In the Spotlight - Who Can Rescue the Soda Makers?
Coca-Cola released its full-year results this week
It was interesting to see Big Soda's contrasting reactions to more North American CSD volume falls in full year results this month.
While PepsiCo announced a raft of cost-cutting measure to preserve margins, the Coca-Cola Co is plumping for increased marketing expenditure.
This either shows the faith Coca-Cola has in the branding of its products - they include some of the world's most iconic names, after all - or its lack of options compared to PepsiCo, which always has a thriving snacks business to fall back on.
Coca-Cola’s inflated marketing budget pleased the analysts, though, with Stifel's Mark Swartzberg pointing to some happy precedents.
“In 2004, the last time (Coca-Cola's) marketing spend was structurally increased, by 20%, global volume growth accelerated,” he said.
Perhaps some of that money will help Coca-Cola continue its longest-serving advertising ploy - the secret recipe - that CNN showcased in an article after Coca-Cola’s results this week. According to CNN, the whole premise of Coca-Cola’s secret recipe - said to be only ever known by two company employees at any one time and kept in a safe at Coca-Cola’s headquarters in Atlanta - is probably bogus. It now only serves to increase consumer interest. “The very idea of mystery attracts attention, and is often seen as an element of quality,” a marketing expert told the news network. “A typical consumer would think that it must be a valuable product if they are doing all these things to protect the recipe.”
Coca-Cola will need all the help it can get as volumes in the core North American market continue to fall. It's a pattern reflected in PepsiCo's results, as well as those of Dr Pepper Snapple Group, which also unveiled its FY numbers this month.
But what to do about it?
Many analysts felt that there's not much anyone can do, as consumers exit the CSD category in droves because of health fears.
“Investors are beginning to fear that 1%-2% might be the new norm” for Coca-Cola’s volume growth, Citi beverage analyst Wendy Nicholson told the Wall Street Journal.
There was also concern over previously faster-growing developing markets. Yesterday, Mexican bottler Arca Continental reported a drop in CSD domestic volumes in 2013 in a country that gave it about 20% full-year volumes growth a year previously.
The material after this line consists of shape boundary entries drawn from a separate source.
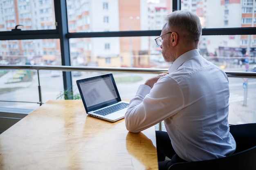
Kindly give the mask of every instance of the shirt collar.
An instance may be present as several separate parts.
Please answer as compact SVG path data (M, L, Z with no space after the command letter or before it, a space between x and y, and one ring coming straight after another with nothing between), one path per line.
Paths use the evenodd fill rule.
M172 64L168 72L169 74L173 71L178 69L182 64L189 58L192 57L200 55L200 53L197 49L190 50L188 52L185 53L181 55L177 59L174 61Z

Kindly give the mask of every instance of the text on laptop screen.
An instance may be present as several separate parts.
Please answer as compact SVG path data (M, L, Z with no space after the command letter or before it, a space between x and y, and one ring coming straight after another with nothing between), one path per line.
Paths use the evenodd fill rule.
M87 107L117 97L110 77L81 82L80 82L80 86Z

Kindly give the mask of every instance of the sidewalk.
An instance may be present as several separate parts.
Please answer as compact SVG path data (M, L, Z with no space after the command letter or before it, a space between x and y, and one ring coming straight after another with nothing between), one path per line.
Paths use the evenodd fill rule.
M22 88L29 87L31 82L8 83L8 80L12 79L15 72L9 71L0 77L0 88Z

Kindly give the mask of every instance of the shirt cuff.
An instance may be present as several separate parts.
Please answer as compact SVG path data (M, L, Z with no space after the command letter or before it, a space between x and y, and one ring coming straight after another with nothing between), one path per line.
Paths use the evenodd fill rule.
M151 88L146 84L141 84L137 91L137 95L141 95L145 97L146 95L149 93Z

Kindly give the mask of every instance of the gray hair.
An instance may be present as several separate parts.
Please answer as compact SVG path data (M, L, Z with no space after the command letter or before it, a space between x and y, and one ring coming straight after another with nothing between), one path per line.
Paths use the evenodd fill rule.
M196 14L189 11L176 11L168 15L166 20L170 31L171 29L181 30L186 38L195 42L199 41L202 26L199 18Z

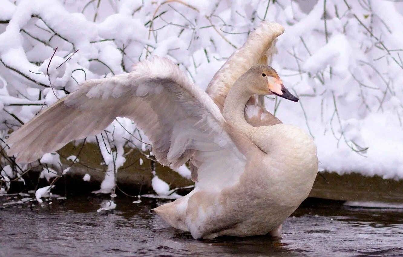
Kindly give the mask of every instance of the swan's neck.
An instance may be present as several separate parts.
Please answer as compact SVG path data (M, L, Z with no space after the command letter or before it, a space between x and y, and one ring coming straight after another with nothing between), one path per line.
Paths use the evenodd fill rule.
M253 94L245 86L244 83L247 82L244 80L240 78L231 87L225 99L222 115L229 124L247 135L253 127L245 120L245 106Z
It is no surprise, then, that companies are searching for new channels. Coca-Cola earlier in the month announced it had teamed up with Green Mountain Coffee Roasters to co-develop the Keurig Cold, a single-serve at-home carbonated beverage maker due for release next year.
The Wall Street Journal said Coca-Cola made a paper profit of US$450m of the back of share increases sparked by the announcement.
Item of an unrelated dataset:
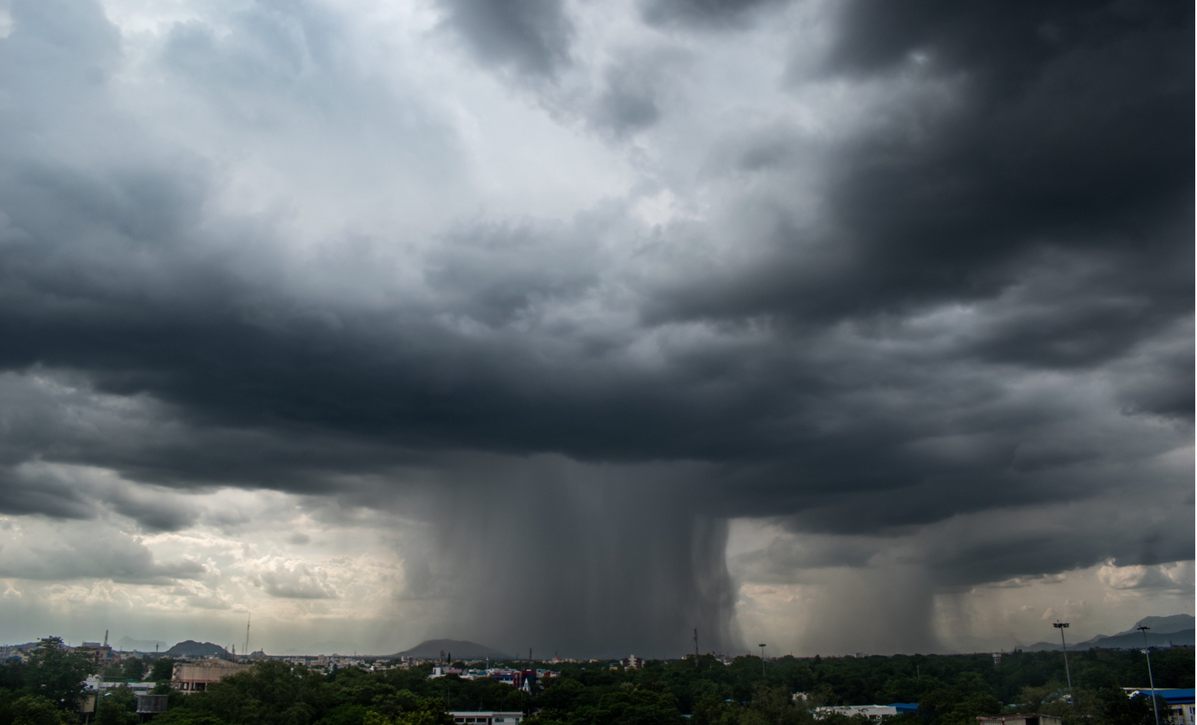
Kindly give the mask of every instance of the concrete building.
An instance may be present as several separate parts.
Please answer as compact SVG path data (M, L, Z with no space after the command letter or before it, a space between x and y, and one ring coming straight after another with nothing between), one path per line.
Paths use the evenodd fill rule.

However, the company is looking for longer-term gains.
As the slightly tongue-in-check Bloomberg article put it this week: “Perhaps the variety of Coca-Cola’s fizzy beverages and non-carbonated drinks such as teas, enhanced water, sports drinks, and juice on the upcoming Keurig Cold system will be enough to dazzle consumers and help them forget the bad associations keeping them away from store-bought soda.”
As soon as Coca-Cola made its announcement, all eyes turned to PepsiCo to see if it was also planning to enter the at-home carbonation market. Iin a call with analysts after her company's full-year results last week, PepsiCo's CEO Indra Nooyi revealed that the company had been working with “multiple partners” over home carbonation technology. Who those partners are, Nooyi is not saying.
But, in a possible dig at the yet-to-be released Keurig Cold, Nooyi said PepsiCo would not consider working with technology that has not been tested. Is PepsiCo working with market leader SodaStream, whose home carbonation machines have been around for years?
“We don’t have anything to add,” a PepsiCo spokesperson told just-drinks.
At SodaStream, the response was a simple: “No comment.”
Whatever happens, Big Soda would be wise to remember, as Business Insider did this week, the lessons of 1985, and the last time Coca-Cola stepped into the at-home carbonation market. The BreakMate, which could make the equivalent of 17 cans, was a 60-pound space-waster that came with an equally unwieldy US$1,799 price tag. Consumers initially attracted to the idea of having cold Coca-Cola brands on tap eventually slipped away after they realised it was far easier to buy a couple of two-litre bottles and keep them in the fridge.
Needless to say, the BreakMate was quickly forgotten. What are the chances of the Keurig Cold suffering the same fate?